Давно, когда ему было всего двадцать пять, случилось так, что он потерял старых друзей и уже не приобрел новых. Потерял всех и почти сразу. Одних арестовали, над другими нависло пугающее подозрение, третьи сами стали сторониться его. А он? Потужил, потужил да и взял за руководство, как казалось, самое мудрое правило: лучше всего — отвечать за себя одного и по возможности учиться на чужих ошибках…

Правда, по натуре он был общителен. Его тянуло к людям, влекли компания, споры. Он даже думать любил на людях и сам себе казался умнее. Хотелось дружить, жить в сутолоке, чувствовать локоть товарища, помогать кому-нибудь, зная, что тебе тоже помогут. Но именно закон дружбы: дружить — стало быть помогать друг другу — как раз и пугал. Чужая душа — потемки. А что, если?.. Враг коварный, двудушный и на успехи страны отвечает борьбой. Опять же ошибки. Кто гарантирован от них? И где граница между ошибкой и предательским ходом?.. Так в Сосновском укоренялись настороженность и подозрительность, подтачивавшие основу дружбы. Он замыкался в себе: из-за дружбы можно было стать без вины виноватым, нести ответственность за то, что не рассмотрел действительно виноватого. А кому это нужно? Лучше уж отвечать только за себя!

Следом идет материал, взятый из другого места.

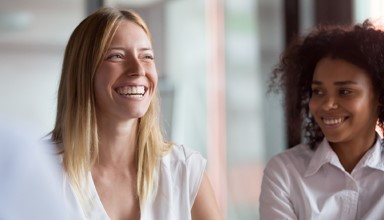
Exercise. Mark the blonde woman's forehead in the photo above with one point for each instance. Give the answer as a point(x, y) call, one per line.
point(129, 34)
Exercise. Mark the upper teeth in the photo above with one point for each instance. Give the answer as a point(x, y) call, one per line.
point(332, 121)
point(131, 90)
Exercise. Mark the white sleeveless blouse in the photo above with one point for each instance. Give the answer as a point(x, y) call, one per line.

Шли годы, страхи постепенно отходили в прошлое, но дружбы, даже с теми, кто нравился, пробуждал симпатию, не возникало. Да и потребность в ней как-то притупилась: в официальных деловых отношениях с окружающими было что-то удобное, было меньше забот — спокойнее.

Правда, это не мешало Максиму Степановичу завидовать людской дружбе, особенно непосредственной, искренней у простых людей. В минуты добродушия он мечтал о неразлучном друге, но в то же время вовсе не старался искать его и даже избегал. И лишь теперь, в минуты отчаяния и горя — вся трагичность и позор этого раскрылись Сосновскому.

«Один! Совсем один!..»

Зазвенел звонок, работница прошаркала по коридору, Послышались приглушенное покашливание мужчины и встревоженный женский голос — спрашивали о нем. По голосу и покашливанию Сосновский узнал Диминых.